The answer, I suspect, has to do with class.
The goal of the centrist think tanks has been to make the Democratic party less reliant on its "traditional constituents"....that means those who are not rich.
Changing Democratic policiesAl From interview
"One of the important things we had to do in 1992 was remove the obstacles that kept people from voting Democratic in the first place," he said.
That included addressing issues of welfare, fiscal discipline and crime. "As long as people thought we were going to take money from people who worked and give it to people who didn't work, they didn't want to listen to anything else," he added.
And I'll bet Simon Rosenberg would love to take back these words he spoke long ago about why they formed their think tank.
Simon Rosenberg, the former field director for the DLC who directs the New Democrat Network, a spin-off political action committee, says, "We're trying to raise money to help them lessen their reliance on traditional interest groups in the Democratic Party. In that way," he adds, "they are ideologically freed, frankly, from taking positions that make it difficult for Democrats to win."

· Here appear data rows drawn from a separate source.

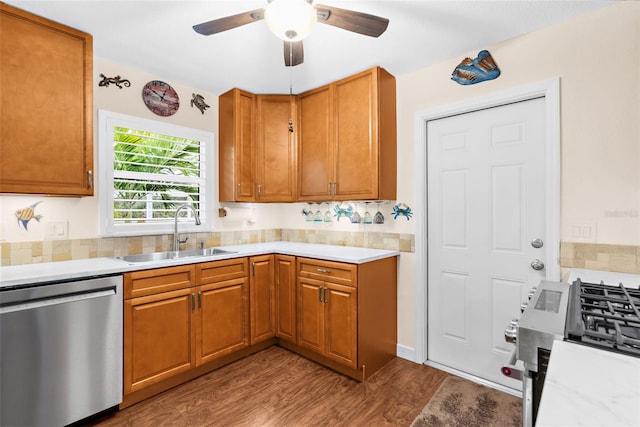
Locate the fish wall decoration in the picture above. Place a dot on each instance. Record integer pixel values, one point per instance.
(25, 215)
(472, 71)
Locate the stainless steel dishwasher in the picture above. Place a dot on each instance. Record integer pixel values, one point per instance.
(60, 351)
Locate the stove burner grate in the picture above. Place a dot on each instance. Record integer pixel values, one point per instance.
(605, 316)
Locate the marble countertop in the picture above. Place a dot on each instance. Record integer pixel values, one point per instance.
(586, 386)
(20, 275)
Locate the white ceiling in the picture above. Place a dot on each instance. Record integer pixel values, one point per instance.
(156, 36)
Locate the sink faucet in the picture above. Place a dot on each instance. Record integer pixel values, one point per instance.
(176, 241)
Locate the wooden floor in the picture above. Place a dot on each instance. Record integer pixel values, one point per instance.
(278, 388)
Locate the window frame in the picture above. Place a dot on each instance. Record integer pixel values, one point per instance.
(107, 120)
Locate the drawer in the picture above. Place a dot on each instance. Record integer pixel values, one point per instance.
(335, 272)
(218, 271)
(150, 282)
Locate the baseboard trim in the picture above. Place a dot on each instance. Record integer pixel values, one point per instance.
(406, 352)
(473, 378)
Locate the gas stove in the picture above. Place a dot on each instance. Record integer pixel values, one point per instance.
(604, 316)
(596, 308)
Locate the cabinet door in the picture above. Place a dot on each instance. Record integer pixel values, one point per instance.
(311, 314)
(223, 319)
(262, 298)
(158, 338)
(356, 149)
(285, 283)
(315, 144)
(276, 148)
(236, 110)
(341, 323)
(46, 125)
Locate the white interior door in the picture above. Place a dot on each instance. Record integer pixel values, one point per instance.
(486, 204)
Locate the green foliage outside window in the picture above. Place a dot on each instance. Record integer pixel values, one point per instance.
(153, 175)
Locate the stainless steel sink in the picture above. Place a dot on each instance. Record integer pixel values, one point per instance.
(159, 256)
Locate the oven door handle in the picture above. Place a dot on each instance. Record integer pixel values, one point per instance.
(513, 368)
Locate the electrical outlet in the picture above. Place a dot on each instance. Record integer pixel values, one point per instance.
(56, 230)
(583, 232)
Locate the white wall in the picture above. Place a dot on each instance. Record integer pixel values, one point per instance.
(597, 57)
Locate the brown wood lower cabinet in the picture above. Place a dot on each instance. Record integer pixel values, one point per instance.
(181, 322)
(347, 314)
(262, 306)
(285, 297)
(158, 340)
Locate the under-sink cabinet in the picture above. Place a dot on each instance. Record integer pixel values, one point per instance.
(183, 321)
(285, 297)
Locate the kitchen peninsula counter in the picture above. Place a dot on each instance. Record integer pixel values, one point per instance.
(586, 386)
(18, 275)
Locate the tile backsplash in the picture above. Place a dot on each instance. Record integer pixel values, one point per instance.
(593, 256)
(17, 253)
(579, 255)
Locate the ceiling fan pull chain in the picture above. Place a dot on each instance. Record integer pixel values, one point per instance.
(290, 85)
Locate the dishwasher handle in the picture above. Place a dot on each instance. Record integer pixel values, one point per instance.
(56, 300)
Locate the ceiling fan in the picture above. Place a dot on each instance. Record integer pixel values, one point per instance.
(293, 20)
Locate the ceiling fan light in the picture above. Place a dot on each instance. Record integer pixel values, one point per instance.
(290, 20)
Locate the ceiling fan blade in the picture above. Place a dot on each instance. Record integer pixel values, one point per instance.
(358, 22)
(229, 22)
(293, 53)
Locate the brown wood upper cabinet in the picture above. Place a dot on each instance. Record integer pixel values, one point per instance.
(237, 153)
(347, 139)
(257, 147)
(46, 125)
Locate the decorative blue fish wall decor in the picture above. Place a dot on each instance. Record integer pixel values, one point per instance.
(25, 215)
(472, 71)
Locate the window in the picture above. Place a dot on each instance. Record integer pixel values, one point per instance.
(147, 170)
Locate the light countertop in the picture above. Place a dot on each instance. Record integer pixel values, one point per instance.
(586, 386)
(19, 275)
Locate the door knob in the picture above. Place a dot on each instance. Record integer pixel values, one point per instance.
(537, 264)
(537, 243)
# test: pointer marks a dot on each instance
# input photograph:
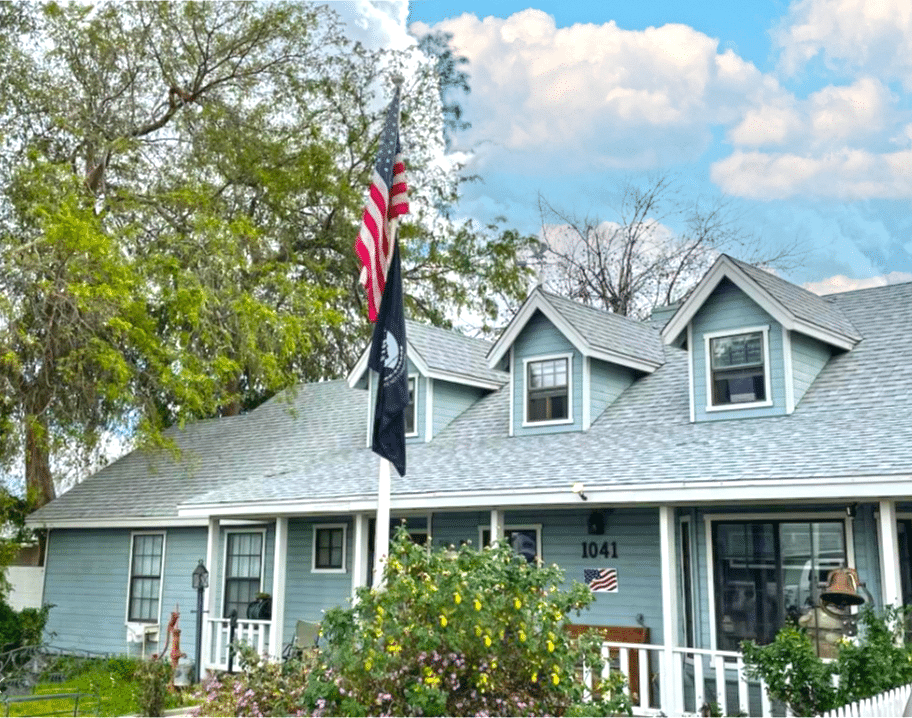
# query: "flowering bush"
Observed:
(263, 688)
(451, 633)
(456, 633)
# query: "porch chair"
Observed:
(307, 637)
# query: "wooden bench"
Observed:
(620, 634)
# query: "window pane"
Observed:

And the words of Robert Dreyfuss from 2001:
Today's is not your father's Democratic Party. Though the dwindling chorus of party progressives provides counterpoint, today's Democrats are proud to claim the mantle of budgetary moderation. They oppose President Bush's $2-trillion tax-cut plan not by arguing mainly for more spending on health, education, and welfare, but because it risks the new sacred cause of paying off the national debt. They are the party of increased military spending, the death penalty, the war on drugs, and partnership with religious faith. They are the party of Ending Welfare As We Know It, the party of The Era of Big Government Is Over.
They have started touching Social Security, our own party leaders did that.
And we should not be expected to be silent.